The spokesperson claimed an order that contained several kinds of sushi tagged on the DoorDash app as a large catering order, despite the fact that the package was small enough to be carried to an office building several blocks away.

The order showed that DoorDash has room to improve its order tags, the spokesperson said — something the company said it’s working on.

One recent WeDash-inspired change, Aughney said, is a streamlined home screen on the app for DoorDash gig workers, which features a larger map and less clutter.

While going through comments from an internal Slack channel where DoorDash employees post about their WeDash experiences, Aughney said, his team found lots of complaints that the home screen was too cluttered.

After getting more feedback from some of DoorDash’s gig workers and making changes, Aughney said, WeDashers became beta testers for a revamped version before DoorDash started rolling out the new screen more broadly in September.

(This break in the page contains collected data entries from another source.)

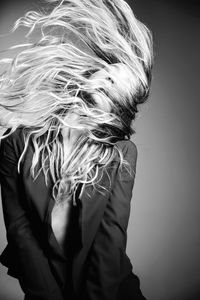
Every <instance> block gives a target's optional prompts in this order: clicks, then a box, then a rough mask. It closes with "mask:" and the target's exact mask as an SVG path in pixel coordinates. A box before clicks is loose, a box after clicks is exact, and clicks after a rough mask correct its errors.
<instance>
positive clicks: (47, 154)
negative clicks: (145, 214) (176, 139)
mask: <svg viewBox="0 0 200 300" xmlns="http://www.w3.org/2000/svg"><path fill="white" fill-rule="evenodd" d="M46 2H48V3H47V5H46V7H47V8H46V9H45V8H44V9H43V10H42V11H38V12H36V11H29V12H27V13H26V14H25V16H23V17H22V18H20V19H18V20H17V21H16V23H15V25H14V27H13V31H15V30H16V29H17V28H18V27H20V26H24V27H27V28H28V33H27V35H26V38H27V40H28V41H27V43H26V44H23V45H17V46H14V47H15V48H19V47H20V48H19V49H21V48H22V49H23V50H20V52H19V53H18V54H17V55H16V56H15V57H14V59H6V60H5V59H2V60H1V62H2V63H5V64H6V68H4V69H5V70H4V72H3V73H2V74H1V78H0V123H1V126H4V127H7V128H11V131H10V133H9V134H11V133H12V132H14V131H15V130H16V128H18V127H23V128H25V129H26V130H25V132H26V135H25V148H24V151H23V153H22V155H21V157H20V160H19V164H18V167H19V170H20V162H21V160H22V159H23V156H24V154H25V152H26V150H27V147H28V144H29V142H30V141H31V142H32V143H33V146H34V155H33V160H32V166H31V170H30V172H31V174H32V176H33V177H34V178H36V177H37V175H38V174H39V172H40V171H41V170H43V172H44V174H45V178H46V181H47V178H48V174H50V176H51V178H52V179H53V182H54V188H53V196H54V199H55V200H56V201H57V202H60V201H62V200H66V199H70V198H71V197H72V195H74V194H75V191H76V189H77V187H78V184H79V183H82V186H83V187H84V186H85V185H86V184H94V183H98V181H99V178H100V177H101V174H102V172H103V170H104V169H105V167H106V166H107V165H109V163H110V162H111V161H112V160H113V159H114V157H115V155H116V152H118V154H119V156H120V160H121V164H123V163H124V164H126V162H125V160H124V159H123V155H122V153H121V151H120V150H119V149H118V148H117V147H116V146H115V144H116V141H118V140H120V139H129V138H130V135H131V134H133V133H134V132H135V131H134V130H133V127H132V121H133V120H134V119H135V116H136V113H137V112H138V109H137V105H138V104H141V103H143V102H145V100H146V99H147V98H148V96H149V88H150V82H151V69H152V60H153V54H152V37H151V33H150V31H149V30H148V28H147V27H146V26H145V25H144V24H143V23H141V22H140V21H139V20H137V19H136V17H135V16H134V14H133V12H132V10H131V8H130V7H129V5H128V4H127V3H126V2H125V1H123V0H62V1H57V0H46ZM33 32H36V34H37V40H36V41H35V40H34V41H32V42H31V36H32V34H33ZM74 115H76V116H77V118H76V120H77V121H76V122H72V121H71V120H72V119H73V116H74ZM67 127H68V128H73V129H77V130H79V131H81V135H80V136H79V137H78V138H77V140H76V141H75V143H74V145H73V149H72V151H71V153H70V155H69V156H68V157H65V156H64V147H63V136H62V130H63V129H64V128H67ZM39 161H40V162H42V163H41V167H40V169H39V172H37V174H36V172H35V170H36V167H37V166H38V164H39Z"/></svg>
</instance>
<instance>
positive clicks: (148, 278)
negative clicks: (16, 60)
mask: <svg viewBox="0 0 200 300" xmlns="http://www.w3.org/2000/svg"><path fill="white" fill-rule="evenodd" d="M27 1H28V0H27ZM9 2H10V1H9ZM28 2H29V1H28ZM174 2H175V1H174ZM174 2H172V0H170V1H164V0H163V1H162V0H161V1H157V0H129V3H130V4H131V5H133V10H134V12H135V13H136V16H138V18H140V19H142V21H143V22H145V23H146V24H147V25H148V26H149V27H150V28H151V29H152V31H153V34H154V46H155V67H154V78H153V85H152V95H151V99H150V101H149V102H148V103H147V104H146V105H144V106H143V107H141V113H140V114H139V117H138V118H137V120H136V126H135V127H136V134H135V136H133V141H134V142H135V143H136V145H137V148H138V162H137V171H136V180H135V186H134V192H133V201H132V210H131V217H130V223H129V229H128V249H127V252H128V255H129V256H130V258H131V261H132V264H133V271H134V272H135V273H137V274H138V275H139V277H140V279H141V288H142V291H143V293H144V295H145V297H146V298H147V299H148V300H197V299H200V264H199V253H200V226H199V220H200V202H199V195H200V185H199V169H200V160H199V153H200V133H199V131H197V130H199V128H200V124H199V111H200V101H199V99H200V90H199V88H198V87H199V67H200V66H198V63H197V59H196V58H198V57H199V53H200V42H198V39H199V32H200V20H199V19H198V18H196V17H195V16H194V14H193V15H189V14H188V12H189V10H188V11H187V10H185V9H184V8H183V7H182V6H181V7H182V9H180V10H179V9H178V6H177V5H176V7H174V6H173V5H172V4H173V3H174ZM5 3H6V2H5ZM21 3H24V1H21V0H20V1H18V2H17V8H16V7H15V6H13V5H12V16H13V15H14V12H15V14H16V16H19V15H20V14H21V13H22V12H21V10H22V6H20V4H21ZM29 3H30V2H29ZM178 3H179V5H181V3H182V2H181V1H178ZM188 3H189V2H188ZM188 5H189V4H188ZM5 7H6V6H5ZM9 9H11V7H10V8H9ZM1 13H2V12H1ZM8 16H9V13H8V14H7V13H5V14H2V17H1V18H0V30H4V32H6V30H7V27H6V26H8V23H7V22H8V20H11V19H9V18H8ZM13 21H14V19H13ZM19 40H20V37H19ZM19 40H18V39H17V42H19ZM0 45H1V44H0ZM2 46H4V47H5V44H4V45H2ZM0 47H1V46H0ZM0 228H1V231H0V250H1V251H2V250H3V248H4V247H5V245H6V239H5V230H4V224H3V217H2V214H1V218H0ZM0 271H1V279H0V299H2V300H6V299H7V300H22V299H23V293H22V292H21V289H20V287H19V284H18V281H17V280H16V279H13V278H11V277H10V276H7V274H6V269H5V268H4V267H2V266H0ZM125 300H126V299H125Z"/></svg>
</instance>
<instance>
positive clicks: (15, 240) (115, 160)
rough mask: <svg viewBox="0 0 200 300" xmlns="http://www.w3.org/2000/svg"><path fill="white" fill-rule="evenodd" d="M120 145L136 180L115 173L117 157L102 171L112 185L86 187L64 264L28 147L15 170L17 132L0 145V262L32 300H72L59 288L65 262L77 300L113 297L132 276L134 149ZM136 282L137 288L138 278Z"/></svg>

That way, “you can go out to Dashers and make sure that the product you bring out to them is polished,” he said.

WeDash has also caught smaller problems, Aughney said. While picking up an order at a restaurant last year, he said he received a message in the DoorDash app reminding him to wear a mask and socially distance — a prompt from earlier in the pandemic that DoorDash had since removed.

That message was something few Dashers would likely write in about, Aughney said.

“I like the little things that you would just never think of,” he said.